If any more info is needed I'll update ASAP.
Thanks.
EDIT:
FYI, Berkeley DB does not support synchronous database access by multiple processes FOR NFS (as mentioned in the comments) http://www.oracle.com/technetwork/database/berkeleydb/db-faq-095848.html
Also, Tokyo/Kyoto cabinet do not support simultaneous database access via multiple processes at all - Tokyo/Kyoto Tyrant/Tycoon have to be used instead, although I'm not sure if even these are safe with NFS?
My experience is that using NFS with multiple nodes accessing the same informations is a very bad idea. I don't know the details about this particular problem, but if it's just reading and writing simple data, you might be better of using mysql. If the problem is more about distributing load to nodes, I'd recommend to use Hadoop.
re: NFS mulitple nodes writing to the same file is bad news, I tried all kids of locking schemes and never got it to work consistently i.e. it would fail one in million times. Finally gave up and just wrote to separate files and aggregated them later. Inelegant, but it works.

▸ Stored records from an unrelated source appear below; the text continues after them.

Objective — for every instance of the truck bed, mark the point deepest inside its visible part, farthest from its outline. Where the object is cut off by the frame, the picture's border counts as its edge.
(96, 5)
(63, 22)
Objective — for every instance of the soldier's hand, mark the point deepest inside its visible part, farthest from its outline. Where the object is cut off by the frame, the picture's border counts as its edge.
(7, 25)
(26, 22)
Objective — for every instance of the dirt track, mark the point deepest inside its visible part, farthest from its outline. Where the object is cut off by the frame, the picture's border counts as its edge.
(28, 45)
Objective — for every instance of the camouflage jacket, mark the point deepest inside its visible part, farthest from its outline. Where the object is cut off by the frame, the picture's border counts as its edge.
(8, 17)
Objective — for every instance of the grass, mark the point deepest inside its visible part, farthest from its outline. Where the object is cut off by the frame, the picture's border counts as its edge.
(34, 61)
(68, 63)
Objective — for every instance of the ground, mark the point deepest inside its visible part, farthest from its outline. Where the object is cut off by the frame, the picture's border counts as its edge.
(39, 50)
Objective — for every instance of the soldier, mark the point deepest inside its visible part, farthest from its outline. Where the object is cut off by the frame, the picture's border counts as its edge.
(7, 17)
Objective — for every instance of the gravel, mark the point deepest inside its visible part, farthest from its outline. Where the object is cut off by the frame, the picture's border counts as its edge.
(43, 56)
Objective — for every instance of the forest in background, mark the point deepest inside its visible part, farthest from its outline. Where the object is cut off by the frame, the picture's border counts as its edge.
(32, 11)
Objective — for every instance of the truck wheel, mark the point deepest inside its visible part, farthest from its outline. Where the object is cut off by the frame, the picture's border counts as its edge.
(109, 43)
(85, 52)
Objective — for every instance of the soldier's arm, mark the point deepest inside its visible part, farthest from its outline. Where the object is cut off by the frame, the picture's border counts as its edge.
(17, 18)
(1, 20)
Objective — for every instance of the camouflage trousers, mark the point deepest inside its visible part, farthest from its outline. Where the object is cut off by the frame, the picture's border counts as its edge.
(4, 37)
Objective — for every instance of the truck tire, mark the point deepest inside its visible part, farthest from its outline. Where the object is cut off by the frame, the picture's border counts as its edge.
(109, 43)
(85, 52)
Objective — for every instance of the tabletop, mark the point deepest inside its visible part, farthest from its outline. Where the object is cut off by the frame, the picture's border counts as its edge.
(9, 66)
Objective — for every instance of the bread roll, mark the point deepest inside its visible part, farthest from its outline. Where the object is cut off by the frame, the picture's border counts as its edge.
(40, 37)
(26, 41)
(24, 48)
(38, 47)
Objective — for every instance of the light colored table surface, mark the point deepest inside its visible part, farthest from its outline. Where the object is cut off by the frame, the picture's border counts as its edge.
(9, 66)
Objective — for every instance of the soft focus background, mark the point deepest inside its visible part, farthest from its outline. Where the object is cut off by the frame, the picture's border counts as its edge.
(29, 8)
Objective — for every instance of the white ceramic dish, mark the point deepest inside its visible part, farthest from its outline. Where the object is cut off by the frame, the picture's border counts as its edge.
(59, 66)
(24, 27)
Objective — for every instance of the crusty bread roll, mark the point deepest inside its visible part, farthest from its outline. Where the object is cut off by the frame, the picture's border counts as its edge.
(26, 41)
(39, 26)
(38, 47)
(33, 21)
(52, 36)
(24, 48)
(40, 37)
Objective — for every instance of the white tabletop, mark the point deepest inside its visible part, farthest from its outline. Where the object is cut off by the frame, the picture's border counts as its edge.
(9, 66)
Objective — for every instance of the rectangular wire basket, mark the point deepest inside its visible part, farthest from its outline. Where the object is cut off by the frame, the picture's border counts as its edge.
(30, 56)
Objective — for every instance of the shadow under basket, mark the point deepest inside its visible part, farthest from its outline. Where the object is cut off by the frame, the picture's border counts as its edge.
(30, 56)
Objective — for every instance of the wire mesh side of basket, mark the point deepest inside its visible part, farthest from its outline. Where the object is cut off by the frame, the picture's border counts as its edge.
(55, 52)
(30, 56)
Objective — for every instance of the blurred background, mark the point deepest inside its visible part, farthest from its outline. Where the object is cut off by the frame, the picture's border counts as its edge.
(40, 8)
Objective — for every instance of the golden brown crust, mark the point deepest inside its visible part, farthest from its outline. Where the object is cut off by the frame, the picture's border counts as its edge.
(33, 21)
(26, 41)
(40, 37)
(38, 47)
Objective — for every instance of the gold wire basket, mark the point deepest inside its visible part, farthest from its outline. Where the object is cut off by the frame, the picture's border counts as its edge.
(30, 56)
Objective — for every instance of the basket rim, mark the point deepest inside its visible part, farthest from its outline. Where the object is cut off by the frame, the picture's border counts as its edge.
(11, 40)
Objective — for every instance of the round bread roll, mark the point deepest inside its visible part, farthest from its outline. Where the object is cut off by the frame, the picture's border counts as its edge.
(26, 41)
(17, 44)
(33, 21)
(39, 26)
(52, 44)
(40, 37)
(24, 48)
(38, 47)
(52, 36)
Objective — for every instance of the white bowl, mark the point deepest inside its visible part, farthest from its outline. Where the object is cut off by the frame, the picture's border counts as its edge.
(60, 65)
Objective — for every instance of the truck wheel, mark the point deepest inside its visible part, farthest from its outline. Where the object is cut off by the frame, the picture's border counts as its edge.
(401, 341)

I think you will get some good answers on the BDB forum: http://forums.oracle.com/forums/forum.jspa?forumID=271
I'm copying the question there right now but I figured I ask here as well because people might have experience with it.
Thanks for the info everyone. Will a network interface be safe with NFS? It is only using one process/server per database (Tyrant, Tycoon, Redis) so I'd venture that it would be?
@gawp Thanks for the info everyone. Will a network interface be safe with NFS? It is only using one process/server per database (Tyrant, Tycoon, Redis) so I'd venture that it would be?
My recommendation to use Redis still stands.
@Aleksandr Levchuk: Redis looks amazing, but If I can get a solution that doesn't load all the databases into memory it would be better. I'm currently trying out both Redis and Tyrant. PS: I've referenced your example about loading 100 processes using a single database thread multiple times since that post, thanks for the reply - it was helpful.